Guest post: Being a mummy with ME
Alison, I'm in my (very late!) 30s and I have a debilitating chronic illness
called M.E (myalgic encephalomyelitis). I am a mummy to an almost 9 year old
beautiful little girl and I write a blog about it at
I used to live a completely "normal" life. I had a good job as a lawyer, a busy social life and I went to the gym a few times each week. Everything changed when my friend passed away from cancer age 25 and the trauma of it affected me quite badly. I went on holiday a couple of months later and needed to take malaria tablets which made me feel awful. I was never right after that and after many trips to and back from the doctors I was diagnosed with M.E in March 2003.
M.E is a horrible condition and I have very little energy, permanent fatigue and pain as well as various other symptoms. It affects my memory and concentration, I have muscle weakness and problems sleeping to name a few. My mobility is rubbish now and I can’t walk much so need to use a wheelchair or a mobility scooter. I also suffer really bad payback from anything that I do.
After being diagnosed I didn’t really understand it and I also didn’t want to accept how much it was affecting me. I kept pushing myself to continue working until I pretty much collapsed and ended up on long term sick and then eventually the decision was made that I could no longer work.
Fast forward several horrible years of being extremely poorly and housebound and I had got to a slightly better place with my health. I had my daughter in March 2009 which brought on a huge relapse and I've never been great since. It affects things daily but I adore my girlie and wouldn't change things for the world.
It has obviously made things more difficult but I am lucky that my husband is good and we have a lot of support from family and carers. I suffer lots of mum guilt about not being able to do certain things. We spend a lot of time doing stuff together in the house and as she's got older she's like my little best friend.
About a year ago she got upset one day and out of the blue told me that it wasn't fair that we couldn't do things like her friends did with their mums. Cue major mummy guilt and having to choke back the tears. Instead of letting on how upset I was too, I suggested we came up with a plan and to think of things we could do together both in and out the house when I felt up to it.
We sat down and made a list and thought of various fun (low energy) things. Just us. Girlie time. Stuff like pottery painting, going for a hot chocolate, going out for lunch together, going to have our nails painted, having pamper sessions with facemasks, doing each other's nails, crafts (which we do a lot of anyway!), watching films & snuggling under a blanket, baking cakes. She also suggested going for a walk (Or in my case a drive in my scooter!) round the block or to the shop to buy chocolate!!

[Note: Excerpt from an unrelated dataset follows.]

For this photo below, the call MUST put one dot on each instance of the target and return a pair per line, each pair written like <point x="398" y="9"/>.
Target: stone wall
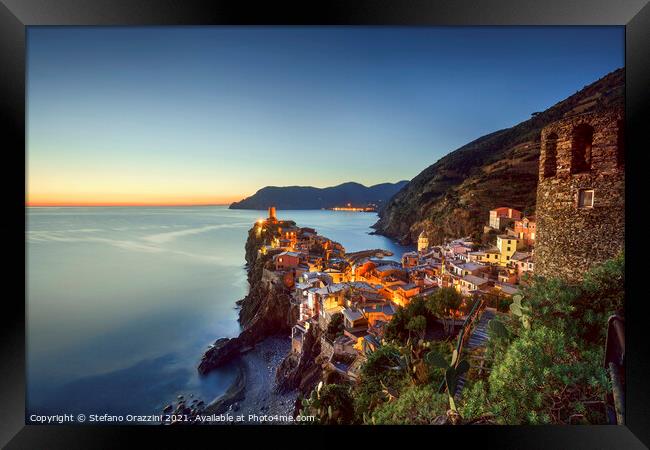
<point x="572" y="239"/>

She was really happy and we decided there and then to book in for pottery painting that weekend. It was lovely and relaxed and spending quality time with her is priceless.
I am not always well enough to do things and she understands I sometimes need to stay in bed. She's lucky that her daddy takes her lots of places so she doesn't miss out in that respect. We spend a lot of time laughing.. She is hilarious and funny without trying and she is the best medicine!
We cope the best we can and as much as I wish things weren't like this, it's made me appreciate the small things so much more.
I am always up for new ideas of stuff to do so is there anything you can recommend that would be good for us both to enjoy?